Brazilian journalist and educator

Sud Menucci (January 20, 1892 — July 22, 1948) was a Brazilian journalist and educator, who was a strong proponent of quality in public education in his country. He was the regional education delegate of Campinas, and later moved to the central office of the State School Census, working with reformer Sampaio Dória. He was the author of numerous works on education, culture, literary criticism, and nationalism.

The municipality of Sud Mennucci, São Paulo has been named in his honor.
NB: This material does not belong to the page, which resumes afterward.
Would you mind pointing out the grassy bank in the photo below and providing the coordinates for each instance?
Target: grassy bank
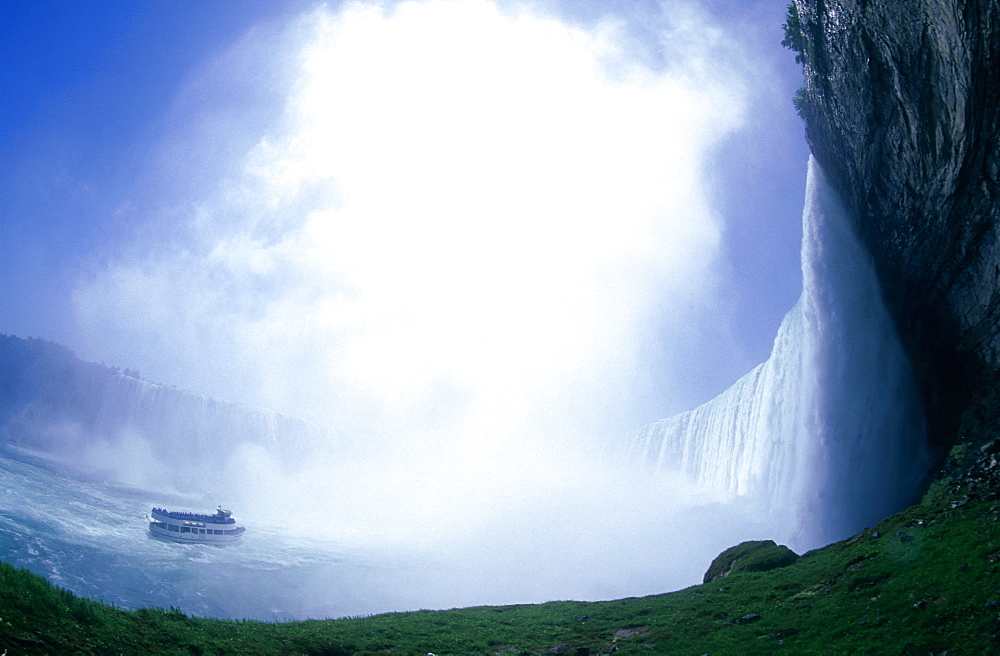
(924, 581)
== Early life and education ==
The son of Italian immigrants, Mennucci was born in Piracicaba, state of São Paulo. In 1908, he completed a degree as a primary school teacher.

== Career ==
In 1910 he started his career as a teacher in a rural school. In 1913 he moved to Belém, in the state of Pará, invited to reorganize the Escolas de Aprendizes de Marinheiros de Belém do Pará until 1914.

Back to São Paulo, he continued to work as a teacher in the cities of Porto Ferreira and São Paulo City.

In 1920, he was the coordinator of the school census of the state, which led the reorganization of the state secretary of education into 15 regional offices. Briefly after that, he was appointed as the director of the regional office of Campinas.

Mennucci's career as a journalist started in 1925. Until 1931, he worked as an editor and literary critic at the O Estado de S. Paulo newspaper. In that year, he was promoted to the general directorship of the state secretary of education of the state of São Paulo. He was also very active, beginning 1930, in the creation of the Centro do Professorado Paulista, one of the main teacher's associations in the state. He was its president between 1931 and 1948.

He was the author of A Crise Brasileira da Educação (The Brazilian Educational Crisis), which received an award by the Academia Brasileira de Educação (Brazilian Academy of Education). He died in São Paulo, aged 56.